A recent decision rendered by the French Court of Appeal gives way to a smoother process for initiators of takeover bids.

An order dated April 10, 2014 has indeed dismissed the request of minority shareholders of Société de la Tour Eiffel (« STE »), a French company for which the insurance group SMABTP has launched a takeover bid, aiming at postponing the completion of the takeover to a later date.

The takeover bid, which was previously authorized by the Financial Markets Regulation Agency (Autorité des Marchés Financiers), was challenged by minority shareholders of STE, who requested that the Court of Appeal postpone the AMF’s approval decision until a judgment on the merits of their claim before the Court of appeal is rendered, as the mere challenge of a decision of the AMF does not, per se, suspend such decision.[1] The Court rejected the claimants’ request, stating that « the claimants (i.e., the minority shareholders) do not bring sufficient evidence that the consequences of an immediate realization [of the takeover] would be irreversible or irreparable ». Besides, we understand that the defendant [i.e., SMABTP] undertook to return to the former shareholders all their shares in the event that the takeover bid was subsequently cancelled by the Court of Appeal.

Such a postponement request from minority shareholders, which is commonly granted by the Court of Appeal, has so far been the cause of significant delays in takeover procedures, which would sometimes drag for more than a year, hence giving rise to a great deal of uncertainty for both the bidder and the target company. Since the April 10 decision, it seems that disgruntled shareholders will no longer be able to stop or hinder the takeover process on the basis of thin and unsubstantiated claims.
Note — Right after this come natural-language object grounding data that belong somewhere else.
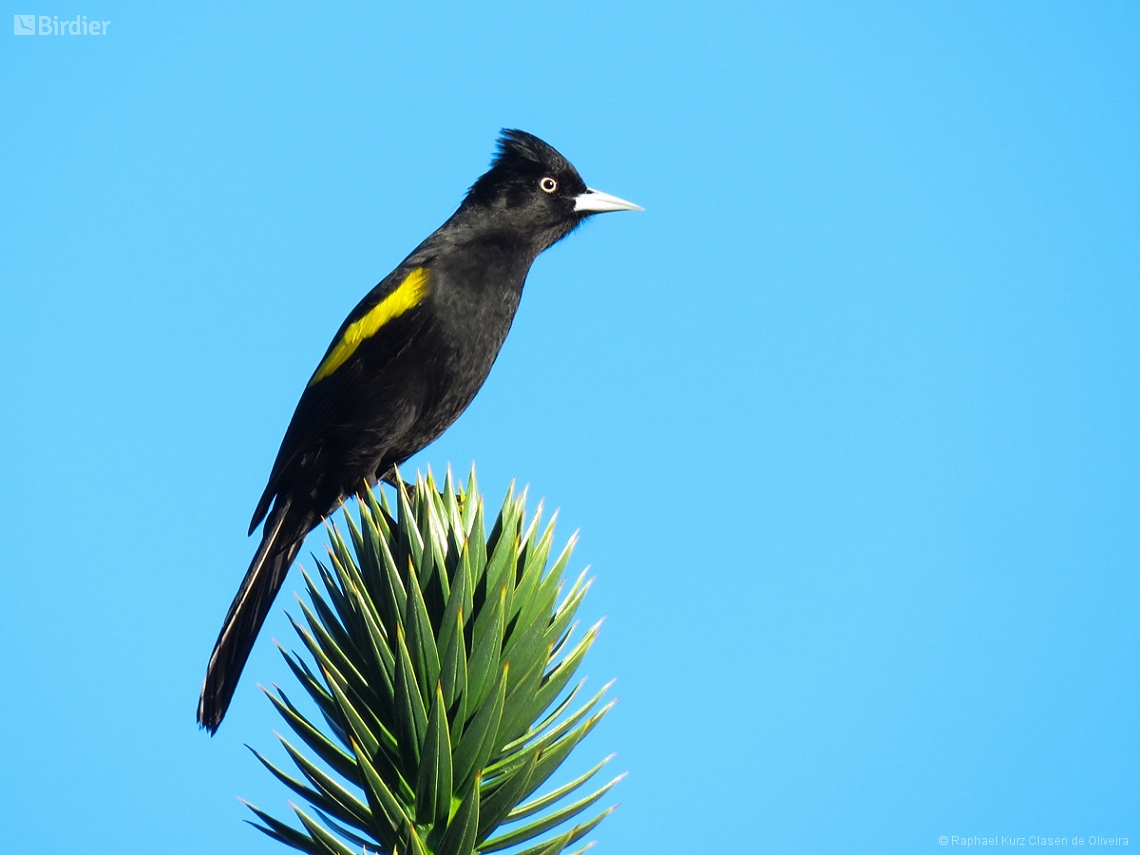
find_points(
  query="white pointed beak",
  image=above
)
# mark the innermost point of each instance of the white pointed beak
(596, 202)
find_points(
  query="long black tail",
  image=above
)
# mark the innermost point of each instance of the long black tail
(281, 540)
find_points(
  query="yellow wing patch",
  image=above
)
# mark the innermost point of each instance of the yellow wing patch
(408, 294)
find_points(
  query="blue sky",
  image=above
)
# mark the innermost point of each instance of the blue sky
(848, 417)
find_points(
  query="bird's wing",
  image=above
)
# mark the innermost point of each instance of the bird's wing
(375, 332)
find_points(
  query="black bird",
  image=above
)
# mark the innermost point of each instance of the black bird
(404, 365)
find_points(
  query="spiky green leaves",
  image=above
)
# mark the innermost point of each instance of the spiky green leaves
(438, 649)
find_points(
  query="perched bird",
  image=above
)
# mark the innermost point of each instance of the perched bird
(404, 365)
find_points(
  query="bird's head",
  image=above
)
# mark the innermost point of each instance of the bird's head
(534, 189)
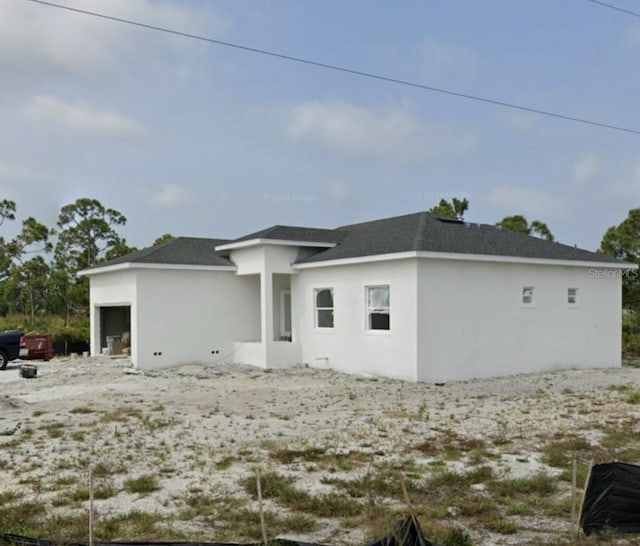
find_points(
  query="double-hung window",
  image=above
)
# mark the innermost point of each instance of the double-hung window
(378, 307)
(527, 295)
(323, 303)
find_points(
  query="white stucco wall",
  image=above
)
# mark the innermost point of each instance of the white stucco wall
(187, 314)
(118, 288)
(349, 346)
(472, 322)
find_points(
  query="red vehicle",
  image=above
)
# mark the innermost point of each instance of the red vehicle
(36, 347)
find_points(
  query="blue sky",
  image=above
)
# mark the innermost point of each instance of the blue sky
(191, 138)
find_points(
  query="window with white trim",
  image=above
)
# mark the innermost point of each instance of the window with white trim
(378, 307)
(323, 305)
(527, 295)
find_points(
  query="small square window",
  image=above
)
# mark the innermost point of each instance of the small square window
(323, 304)
(527, 295)
(378, 308)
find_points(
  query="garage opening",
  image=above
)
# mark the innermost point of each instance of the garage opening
(115, 330)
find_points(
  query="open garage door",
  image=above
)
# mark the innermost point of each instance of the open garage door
(115, 329)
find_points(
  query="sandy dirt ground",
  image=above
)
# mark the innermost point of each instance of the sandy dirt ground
(205, 428)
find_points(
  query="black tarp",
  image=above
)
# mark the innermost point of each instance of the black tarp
(405, 532)
(612, 499)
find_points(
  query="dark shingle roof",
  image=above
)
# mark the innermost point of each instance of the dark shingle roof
(409, 233)
(181, 250)
(424, 232)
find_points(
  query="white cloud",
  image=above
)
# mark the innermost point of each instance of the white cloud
(529, 202)
(358, 132)
(440, 59)
(586, 168)
(632, 35)
(520, 121)
(171, 196)
(83, 119)
(629, 188)
(61, 40)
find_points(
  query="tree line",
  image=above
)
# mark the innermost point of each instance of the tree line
(39, 284)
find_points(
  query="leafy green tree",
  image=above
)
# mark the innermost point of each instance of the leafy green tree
(450, 209)
(7, 212)
(86, 231)
(121, 248)
(623, 242)
(520, 224)
(29, 283)
(32, 239)
(23, 280)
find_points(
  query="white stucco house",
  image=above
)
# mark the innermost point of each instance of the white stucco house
(414, 297)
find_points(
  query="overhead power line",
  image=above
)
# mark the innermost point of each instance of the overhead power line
(346, 70)
(616, 8)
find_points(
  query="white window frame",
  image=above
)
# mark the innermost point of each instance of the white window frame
(528, 296)
(370, 309)
(575, 296)
(316, 309)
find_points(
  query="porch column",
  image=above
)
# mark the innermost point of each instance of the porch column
(266, 307)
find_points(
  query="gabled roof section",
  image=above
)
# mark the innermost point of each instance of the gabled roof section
(314, 237)
(423, 232)
(178, 251)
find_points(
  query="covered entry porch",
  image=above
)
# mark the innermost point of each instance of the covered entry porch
(277, 347)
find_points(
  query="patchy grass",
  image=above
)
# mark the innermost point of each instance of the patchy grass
(122, 414)
(282, 489)
(54, 430)
(142, 485)
(82, 410)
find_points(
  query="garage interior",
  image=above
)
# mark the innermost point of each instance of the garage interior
(115, 330)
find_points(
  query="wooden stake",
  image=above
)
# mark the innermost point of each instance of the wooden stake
(407, 499)
(584, 494)
(90, 505)
(262, 525)
(574, 495)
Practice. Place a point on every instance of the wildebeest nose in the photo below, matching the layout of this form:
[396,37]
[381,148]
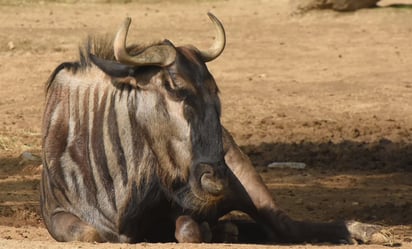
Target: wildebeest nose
[212,180]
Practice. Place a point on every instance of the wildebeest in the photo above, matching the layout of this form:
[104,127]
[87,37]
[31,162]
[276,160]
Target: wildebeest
[134,150]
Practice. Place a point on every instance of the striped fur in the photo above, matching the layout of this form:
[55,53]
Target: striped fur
[113,151]
[141,155]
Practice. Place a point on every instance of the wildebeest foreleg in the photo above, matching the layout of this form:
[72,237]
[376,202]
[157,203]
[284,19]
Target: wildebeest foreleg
[281,227]
[68,227]
[189,231]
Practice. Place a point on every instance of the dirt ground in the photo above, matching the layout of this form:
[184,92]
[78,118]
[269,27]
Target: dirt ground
[331,90]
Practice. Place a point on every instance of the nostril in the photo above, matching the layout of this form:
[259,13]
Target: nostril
[211,184]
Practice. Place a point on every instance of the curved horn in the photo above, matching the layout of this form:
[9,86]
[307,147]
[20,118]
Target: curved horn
[217,48]
[159,55]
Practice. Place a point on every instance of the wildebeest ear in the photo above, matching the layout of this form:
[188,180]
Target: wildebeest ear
[112,68]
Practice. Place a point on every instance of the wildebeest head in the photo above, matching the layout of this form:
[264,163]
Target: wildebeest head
[179,110]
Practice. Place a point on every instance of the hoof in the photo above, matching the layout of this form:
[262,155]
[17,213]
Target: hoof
[369,234]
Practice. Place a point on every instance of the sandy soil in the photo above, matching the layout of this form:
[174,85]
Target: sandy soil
[332,90]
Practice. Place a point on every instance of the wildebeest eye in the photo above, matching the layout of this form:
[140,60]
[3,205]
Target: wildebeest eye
[177,93]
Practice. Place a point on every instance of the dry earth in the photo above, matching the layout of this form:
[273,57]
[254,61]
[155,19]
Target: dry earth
[332,90]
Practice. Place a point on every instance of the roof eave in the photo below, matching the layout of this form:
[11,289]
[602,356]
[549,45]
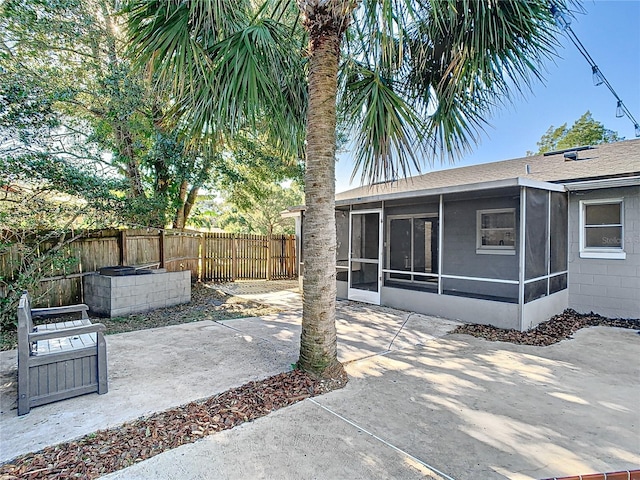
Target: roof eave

It should be noted that the minority shareholders are engaged in a pitched battle against the current management of STE and that the Board of Directors of STE is not hostile to the takeover bid of SMABTP.


[1]           It is worth noting that unlike Canadian law, French law requires a takeover bid over a public company to be previously approved by the AMF. The AMF ensures that the proposed offer complies with applicable requirements of its General Regulation, and when such is the case, publishes on its website a statement of compliance that also constitutes an approval of the offer document.